The CMO of an aggressive Israeli start-up maintains that mobile advertising is ‘abusive’ to the consumer, ostensibly because it uses their battery and their data plan. Predictably, Shine has invented a mobile ad blocker, software that allows users to access advertising-funded mobile content minus the advertising. Essentially stealing it.
Meanwhile, research from the IAB and YouGov indicates that the level that real people would pay if the ads went away could not possibly support the quality of services they have come to expect ‘free’. Our research says people would pay on average 88p a month for social media and £1.33 per month for search.
So Shine’s proposal, which it says is being seriously considered by mobile operators (though none have yet owned up) is to suck the oxygen out of the market place under cover of improving the user experience.

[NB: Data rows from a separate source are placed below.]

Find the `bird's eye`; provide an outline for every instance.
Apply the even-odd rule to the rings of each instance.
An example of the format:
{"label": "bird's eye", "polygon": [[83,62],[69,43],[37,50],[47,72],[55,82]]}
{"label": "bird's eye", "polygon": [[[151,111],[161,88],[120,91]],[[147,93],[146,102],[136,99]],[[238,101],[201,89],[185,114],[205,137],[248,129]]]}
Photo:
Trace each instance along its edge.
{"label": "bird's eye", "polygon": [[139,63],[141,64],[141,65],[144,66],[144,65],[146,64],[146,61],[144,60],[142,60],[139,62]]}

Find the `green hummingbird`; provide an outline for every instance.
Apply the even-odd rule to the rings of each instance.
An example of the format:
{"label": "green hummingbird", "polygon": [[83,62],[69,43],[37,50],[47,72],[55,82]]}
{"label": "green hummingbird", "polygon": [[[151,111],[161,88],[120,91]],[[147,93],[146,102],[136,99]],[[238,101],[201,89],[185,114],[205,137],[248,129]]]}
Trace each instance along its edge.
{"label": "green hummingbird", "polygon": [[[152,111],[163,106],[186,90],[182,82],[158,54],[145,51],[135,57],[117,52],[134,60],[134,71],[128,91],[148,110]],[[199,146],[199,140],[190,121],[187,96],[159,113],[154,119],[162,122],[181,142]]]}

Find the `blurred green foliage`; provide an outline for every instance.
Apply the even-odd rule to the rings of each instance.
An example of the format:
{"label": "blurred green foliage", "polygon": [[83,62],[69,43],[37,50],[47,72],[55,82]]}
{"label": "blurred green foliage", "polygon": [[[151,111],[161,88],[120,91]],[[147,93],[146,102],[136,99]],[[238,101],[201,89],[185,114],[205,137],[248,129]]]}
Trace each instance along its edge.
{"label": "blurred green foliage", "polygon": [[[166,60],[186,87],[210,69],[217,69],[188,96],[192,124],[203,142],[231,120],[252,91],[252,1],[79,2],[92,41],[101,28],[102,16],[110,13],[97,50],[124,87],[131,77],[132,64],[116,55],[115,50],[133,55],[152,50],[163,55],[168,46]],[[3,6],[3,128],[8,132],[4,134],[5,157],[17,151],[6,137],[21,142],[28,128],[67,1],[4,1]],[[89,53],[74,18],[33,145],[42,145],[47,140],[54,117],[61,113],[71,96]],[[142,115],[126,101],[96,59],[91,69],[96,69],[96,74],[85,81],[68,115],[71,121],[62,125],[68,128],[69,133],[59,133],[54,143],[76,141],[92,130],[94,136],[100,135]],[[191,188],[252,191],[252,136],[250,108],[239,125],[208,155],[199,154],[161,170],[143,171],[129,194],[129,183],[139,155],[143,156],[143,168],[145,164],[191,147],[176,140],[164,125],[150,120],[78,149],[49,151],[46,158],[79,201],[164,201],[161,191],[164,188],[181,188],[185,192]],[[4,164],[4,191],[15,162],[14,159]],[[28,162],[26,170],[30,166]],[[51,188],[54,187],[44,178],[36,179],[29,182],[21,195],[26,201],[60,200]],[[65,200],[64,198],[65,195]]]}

Advertising is the currency of the web. People don't much like paying for anything, but advertising is very clearly preferred to any other form of transaction. It supports an ecosystem that works for creators of content and services and for users, hence the £7bn spent last year in the UK alone on internet platforms, £1.6bn of that on mobile devices. Advertising is also the simple mechanic that encourages innovation, as new entrants can safely count on earning ad revenues for a product people like.
For all their efforts at a customer service rationale, Shine are interested in flogging software, not worrying about the implications of all this for the infrastructure of the mobile web. But to the untrained eye, the arrangement looks like a plan to undermine the providers of the very services customers buy mobile data plans to consume.
The argument, widely reported, that having failed to develop successful content and services themselves, mobile operators are frustrated that digital media companies profit from their high speed networks without having invested in the infrastructure behind them is bunkum. The business model behind that infrastructure investment did not depend on any plan to defy net neutrality and harass the suppliers of online content and services into parting with a revenue share.
That business model was, rightly a calculation that irresistible content and services available to the mobile device would create unprecedented demand for high speed data. Up to now, this has been the real product of the mobile operators, but things are changing.
A couple of weeks ago, Verizon bought AOL; and Sprint and T-Mobile are partnering with Google on Project Fi, a new wireless service that Google is launching to offer mobile services directly to users. Last year, What’s App agreed with the third largest German mobile operator, E-Plus to sell a prepaid SIM that gives users unlimited access to WhatsApp outside their data plans.
T-Mobile CEO John Legere said last month, ‘It's clear that content, social media and entertainment are all moving to the Internet, and the Internet is moving to mobile. As we think ahead, I still reiterate that in five years, we'll think it comical that we thought of the industry structure as the four major wireless carriers.’
What we are witnessing here is much more than a dispute over the distribution of the spoils from substantial market growth; it’s a major market movement.
Smart players do not try and defy market change by briefing their lawyers or trying to kill their future partners. The winners will be the creators of new imaginative partnerships, not those who try to defend the status quo with litigation or belligerent tactics like ad-blocking.